13 septembre 2013, la condamnation à Poitiers

Six mois plus, le 13 septembre 2013, la cour d’appel de Poitiers condamne les mêmes éleveurs sur la base du décret « importations » dont, selon elle, la légalité ne peut pas être contestée.

19 décembre 2014, la cour de cassation

Mais, curieusement, le 19 décembre 2014, la cour de cassation « casse » la condamnation prononcée à Poitiers. Elle renvoie toute l’affaire devant la cour d’appel de Bordeaux. Et elle encourage la cour d’appel à se tourner vers la cour de justice de l’Union européenne pour trancher la question de la légalité du décret « importations ».

Le décret « importations » est-il illégal ?

La réponse à la question de la légalité du décret « importations » du 29 mai 2005 conduit donc les tribunaux soit à condamner les éleveurs-importateurs (si le décret est jugé incontestable), soit, à l’inverse, à les relaxer si l’on considère que ce décret comme « illégal ».

Vice de procédure

Les éleveurs poursuivis ne contestent d’ailleurs pas que leurs achats à la frontière espagnole soient en infraction avec le code des douanes et celui de la santé publique. Mais, leurs avocats contestent, sur un vice de procédure par rapport au droit européen, la légalité de ces dispositions issues du décret « importations ».

Car le ministère de la santé, à l’origine de la rédaction de ce décret, ne l’a pas notifié à la Commission européenne dans sa version finale avant publication. Le décret publié diffère donc légèrement de la version sur laquelle la Commission européenne s’est prononcée.

Bordeaux et Pau en suspens

Plusieurs affaires d’importations illégales de médicaments espagnoles, notamment à Pau et à Bordeaux, sont suspendues dans l’attente de la réponse de la Cour de justice européenne sur ces questions dites « préjudicielles ».

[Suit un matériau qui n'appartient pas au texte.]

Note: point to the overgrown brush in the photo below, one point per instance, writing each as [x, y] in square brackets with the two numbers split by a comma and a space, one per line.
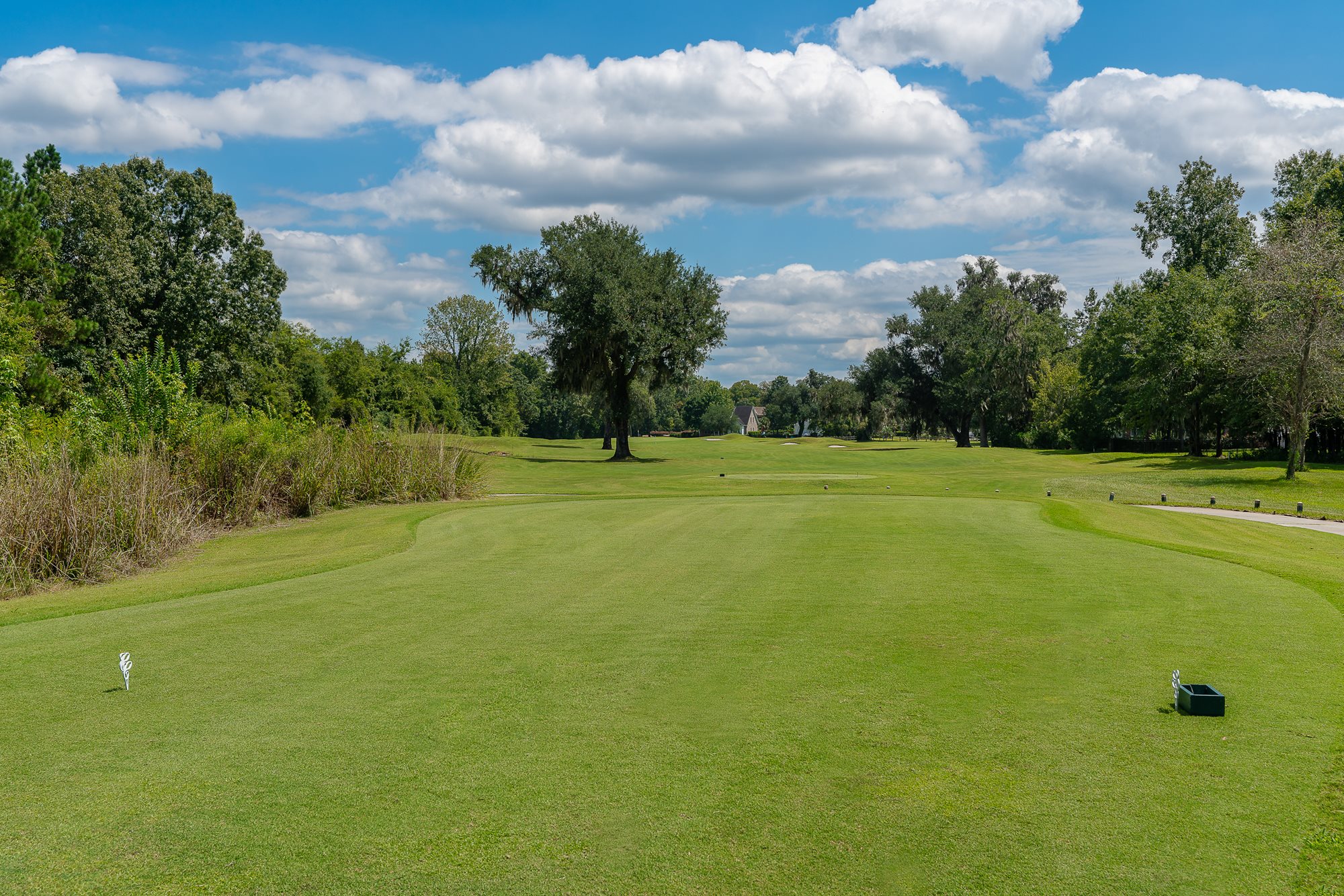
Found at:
[69, 512]
[61, 522]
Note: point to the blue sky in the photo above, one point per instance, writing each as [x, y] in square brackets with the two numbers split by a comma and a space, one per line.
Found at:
[823, 159]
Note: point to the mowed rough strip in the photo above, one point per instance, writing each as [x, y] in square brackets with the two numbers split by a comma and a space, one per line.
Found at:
[704, 695]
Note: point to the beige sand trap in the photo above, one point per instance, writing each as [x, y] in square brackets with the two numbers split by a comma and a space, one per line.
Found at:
[1295, 522]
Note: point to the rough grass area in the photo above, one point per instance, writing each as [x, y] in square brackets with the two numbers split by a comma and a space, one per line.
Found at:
[67, 521]
[696, 684]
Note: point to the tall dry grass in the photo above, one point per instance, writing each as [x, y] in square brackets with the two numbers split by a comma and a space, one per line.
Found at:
[64, 521]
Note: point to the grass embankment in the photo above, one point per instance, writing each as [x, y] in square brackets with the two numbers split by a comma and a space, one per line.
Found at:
[748, 684]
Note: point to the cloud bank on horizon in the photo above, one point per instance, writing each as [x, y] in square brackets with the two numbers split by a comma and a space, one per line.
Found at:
[838, 131]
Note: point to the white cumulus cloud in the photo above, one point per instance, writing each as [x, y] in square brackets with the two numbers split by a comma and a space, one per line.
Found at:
[1112, 136]
[77, 101]
[1003, 40]
[354, 285]
[650, 139]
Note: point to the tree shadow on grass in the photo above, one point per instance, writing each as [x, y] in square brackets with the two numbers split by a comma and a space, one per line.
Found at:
[603, 460]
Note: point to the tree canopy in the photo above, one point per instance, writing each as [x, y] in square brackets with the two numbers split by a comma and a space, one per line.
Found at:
[612, 315]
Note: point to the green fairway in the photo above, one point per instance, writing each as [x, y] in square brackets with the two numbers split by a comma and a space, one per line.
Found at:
[888, 668]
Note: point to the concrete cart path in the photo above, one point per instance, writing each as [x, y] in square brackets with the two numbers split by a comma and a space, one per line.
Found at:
[1277, 519]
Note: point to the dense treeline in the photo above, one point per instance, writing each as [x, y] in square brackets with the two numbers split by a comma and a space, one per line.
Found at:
[1238, 338]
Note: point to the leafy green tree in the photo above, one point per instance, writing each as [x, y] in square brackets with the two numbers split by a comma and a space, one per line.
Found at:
[783, 406]
[971, 353]
[838, 408]
[612, 315]
[1295, 347]
[1308, 183]
[718, 420]
[158, 253]
[151, 397]
[351, 377]
[1202, 220]
[467, 341]
[32, 267]
[1056, 405]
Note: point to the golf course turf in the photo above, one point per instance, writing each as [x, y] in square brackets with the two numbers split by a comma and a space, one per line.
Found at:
[648, 678]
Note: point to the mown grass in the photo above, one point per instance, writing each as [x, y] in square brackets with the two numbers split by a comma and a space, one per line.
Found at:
[697, 684]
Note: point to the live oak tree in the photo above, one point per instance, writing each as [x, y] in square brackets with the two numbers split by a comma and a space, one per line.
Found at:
[1295, 346]
[468, 341]
[1202, 220]
[612, 315]
[158, 253]
[972, 351]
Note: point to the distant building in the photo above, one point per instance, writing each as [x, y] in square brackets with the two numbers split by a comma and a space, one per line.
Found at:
[749, 418]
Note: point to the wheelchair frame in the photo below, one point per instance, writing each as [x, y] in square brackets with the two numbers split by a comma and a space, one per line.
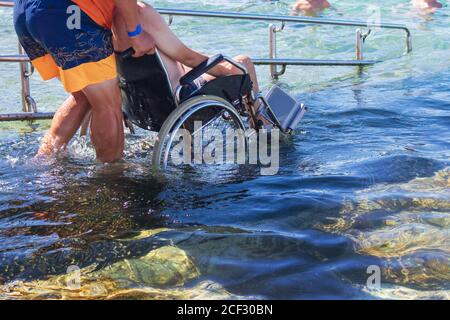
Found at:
[187, 108]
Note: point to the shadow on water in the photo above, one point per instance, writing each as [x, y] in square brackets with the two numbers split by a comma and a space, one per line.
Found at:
[364, 182]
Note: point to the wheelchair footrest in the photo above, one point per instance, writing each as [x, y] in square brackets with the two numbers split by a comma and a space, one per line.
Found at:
[287, 111]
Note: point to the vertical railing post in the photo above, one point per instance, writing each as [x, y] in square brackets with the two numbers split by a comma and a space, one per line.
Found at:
[273, 29]
[273, 50]
[359, 45]
[25, 73]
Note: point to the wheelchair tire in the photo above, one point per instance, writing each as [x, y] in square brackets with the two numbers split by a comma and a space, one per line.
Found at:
[182, 115]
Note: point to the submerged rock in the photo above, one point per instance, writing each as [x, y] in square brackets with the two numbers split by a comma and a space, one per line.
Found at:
[158, 275]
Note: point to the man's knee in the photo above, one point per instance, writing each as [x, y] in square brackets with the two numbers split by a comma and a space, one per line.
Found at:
[244, 60]
[104, 95]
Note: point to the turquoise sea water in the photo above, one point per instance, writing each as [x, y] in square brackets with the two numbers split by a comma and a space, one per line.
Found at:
[365, 181]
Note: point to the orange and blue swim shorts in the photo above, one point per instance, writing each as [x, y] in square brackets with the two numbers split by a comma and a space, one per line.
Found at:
[79, 55]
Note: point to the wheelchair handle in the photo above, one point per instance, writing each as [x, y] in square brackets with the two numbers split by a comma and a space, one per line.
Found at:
[201, 69]
[127, 54]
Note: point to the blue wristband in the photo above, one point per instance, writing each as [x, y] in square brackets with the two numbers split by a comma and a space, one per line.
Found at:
[136, 32]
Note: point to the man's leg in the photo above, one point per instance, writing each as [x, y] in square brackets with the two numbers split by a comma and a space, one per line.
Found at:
[107, 132]
[65, 124]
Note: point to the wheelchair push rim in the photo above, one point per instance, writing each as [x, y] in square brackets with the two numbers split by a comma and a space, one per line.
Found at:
[180, 117]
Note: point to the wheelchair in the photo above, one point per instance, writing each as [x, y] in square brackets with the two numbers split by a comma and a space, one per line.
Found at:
[150, 102]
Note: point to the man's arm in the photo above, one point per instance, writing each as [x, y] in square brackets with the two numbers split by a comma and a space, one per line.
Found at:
[143, 42]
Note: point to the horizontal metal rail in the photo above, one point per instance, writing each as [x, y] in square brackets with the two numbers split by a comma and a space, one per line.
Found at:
[14, 58]
[285, 19]
[23, 116]
[273, 61]
[313, 62]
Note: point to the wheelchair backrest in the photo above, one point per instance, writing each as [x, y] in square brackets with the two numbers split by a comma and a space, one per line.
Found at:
[146, 90]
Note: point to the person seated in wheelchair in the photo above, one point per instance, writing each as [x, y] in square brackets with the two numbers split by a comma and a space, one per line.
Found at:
[143, 79]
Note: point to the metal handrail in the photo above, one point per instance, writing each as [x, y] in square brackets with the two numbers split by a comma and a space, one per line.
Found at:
[29, 105]
[284, 19]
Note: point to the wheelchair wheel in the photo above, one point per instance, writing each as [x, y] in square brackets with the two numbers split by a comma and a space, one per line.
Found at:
[200, 122]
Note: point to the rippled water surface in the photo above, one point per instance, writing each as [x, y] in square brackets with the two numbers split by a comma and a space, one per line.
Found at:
[364, 182]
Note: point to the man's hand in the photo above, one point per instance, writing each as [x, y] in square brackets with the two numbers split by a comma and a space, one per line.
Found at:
[143, 44]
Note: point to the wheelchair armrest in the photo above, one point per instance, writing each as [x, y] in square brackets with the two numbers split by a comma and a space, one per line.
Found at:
[201, 69]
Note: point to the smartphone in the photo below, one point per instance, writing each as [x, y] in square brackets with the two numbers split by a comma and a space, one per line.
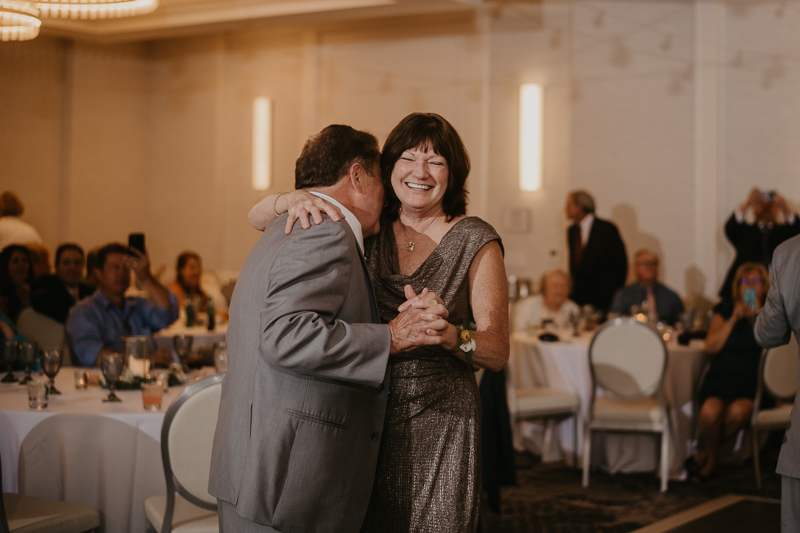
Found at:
[749, 297]
[136, 240]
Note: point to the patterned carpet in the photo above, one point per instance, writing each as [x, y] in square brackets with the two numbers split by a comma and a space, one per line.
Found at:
[549, 497]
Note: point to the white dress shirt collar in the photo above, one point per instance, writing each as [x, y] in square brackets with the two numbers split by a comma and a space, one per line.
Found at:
[586, 226]
[349, 217]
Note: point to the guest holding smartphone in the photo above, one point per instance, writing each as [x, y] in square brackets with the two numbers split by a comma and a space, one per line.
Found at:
[729, 387]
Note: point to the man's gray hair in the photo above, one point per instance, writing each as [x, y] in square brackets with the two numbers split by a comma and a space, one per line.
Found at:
[583, 200]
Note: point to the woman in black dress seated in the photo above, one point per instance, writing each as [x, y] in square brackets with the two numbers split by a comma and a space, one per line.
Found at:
[729, 387]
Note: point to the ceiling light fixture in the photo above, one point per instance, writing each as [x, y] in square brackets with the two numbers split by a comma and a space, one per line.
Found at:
[95, 9]
[19, 20]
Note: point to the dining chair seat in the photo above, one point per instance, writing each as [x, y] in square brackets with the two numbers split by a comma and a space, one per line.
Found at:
[28, 514]
[644, 411]
[186, 516]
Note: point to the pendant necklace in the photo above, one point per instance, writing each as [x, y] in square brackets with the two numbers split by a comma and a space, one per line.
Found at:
[411, 244]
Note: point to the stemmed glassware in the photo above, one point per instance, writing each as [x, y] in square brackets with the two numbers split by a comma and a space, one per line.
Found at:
[27, 356]
[183, 347]
[51, 364]
[10, 348]
[112, 364]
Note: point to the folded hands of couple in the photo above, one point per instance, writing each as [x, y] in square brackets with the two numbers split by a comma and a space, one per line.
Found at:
[422, 322]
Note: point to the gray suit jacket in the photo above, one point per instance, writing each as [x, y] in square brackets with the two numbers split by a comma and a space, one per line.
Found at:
[303, 401]
[774, 325]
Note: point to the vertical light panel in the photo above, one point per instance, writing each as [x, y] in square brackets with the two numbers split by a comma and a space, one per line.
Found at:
[530, 137]
[262, 143]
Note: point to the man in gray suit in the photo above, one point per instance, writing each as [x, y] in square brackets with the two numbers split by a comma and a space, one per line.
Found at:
[774, 326]
[303, 401]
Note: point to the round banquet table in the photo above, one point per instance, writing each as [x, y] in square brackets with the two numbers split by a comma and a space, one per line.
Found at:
[565, 366]
[81, 450]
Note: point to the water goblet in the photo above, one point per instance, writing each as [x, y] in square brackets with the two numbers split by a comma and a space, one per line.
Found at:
[183, 346]
[27, 356]
[111, 364]
[51, 364]
[221, 357]
[10, 349]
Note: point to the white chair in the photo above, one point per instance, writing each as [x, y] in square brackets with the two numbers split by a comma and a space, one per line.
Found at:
[627, 359]
[531, 403]
[778, 377]
[28, 514]
[186, 439]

  • Si la Cour européenne confirme la légalité du décret, tous ces éleveurs-importateurs seront certainement condamnés.
  • Si, à l’inverse, la Cour européenne estime que le décret est non conforme au droit européen, sur une question de procédure, ou, le cas échéant, sur le fond, le décret deviendrait inopérant. Il est probable que les éleveurs-importateurs seraient relaxés. Et que, plus grave, les achats de médicaments espagnols s’amplifieront…

Le Conseil d’état en 2006

En France, le Conseil d’état s’est déjà prononcé en 2006 sur la légalité du décret contesté par rapport au droit européen. La plus haute juridiction administrative avait alors estimé que la Commission européenne avait bien été informée du projet de décret. Et que, selon elle, cette exception d’illégalité, ne pouvait pas être retenue pour annuler ce décret.

Difficile équilibre

L’équilibre est difficile entre les articles 28 et 30 du traité européen.

  • L’article 28 instaure le principe du marché unique et de la libre circulation des marchandises en Europe. Il interdit aux états de restreindre les échanges intracommunautaires ou de prendre des mesures de restrictions ayant un effet équivalent.
  • Mais l’article 30 permet à chaque état de fixer son propre niveau de protection de la santé, indépendamment des règles minimales prise en Europe. En revanche, l’article 30 ne peut pas être mis en avant pour défendre une profession ou, a fortiori, les ventes d’un circuit national de distribution en gros ou au détail. Il n’est pas possible d’interdire les importations sur la base de l’article 30 en arguant d’une concurrence déloyale contre les ayants droit, mais plutôt d’un risque pour la santé publique du fait des utilisations excessives ou non contrôlées.

La frontière de la prescription

La jurisprudence de la Cour de justice des Communautés européennes (CJCE) sur le médicament humain a toujours placé la prescription comme frontière entre les articles 28 et 30. Pour les médicaments humains non soumis à prescription, la libre circulation ne permet pas, par exemple, à un état membre de s’opposer dans son droit national à des ventes à distance sur internet, y compris en provenance d’un autre état membre (arrêt Doc Morris de 2003 par exemple). Alors que, pour les médicaments dits sur prescription, les états membres peuvent protéger davantage la santé de leurs ressortissants que le prévoit le droit européen. Ils peuvent interdire, s’ils le jugent nécessaire pour leur santé, la vente à distance (internet) ou la publicité grand public.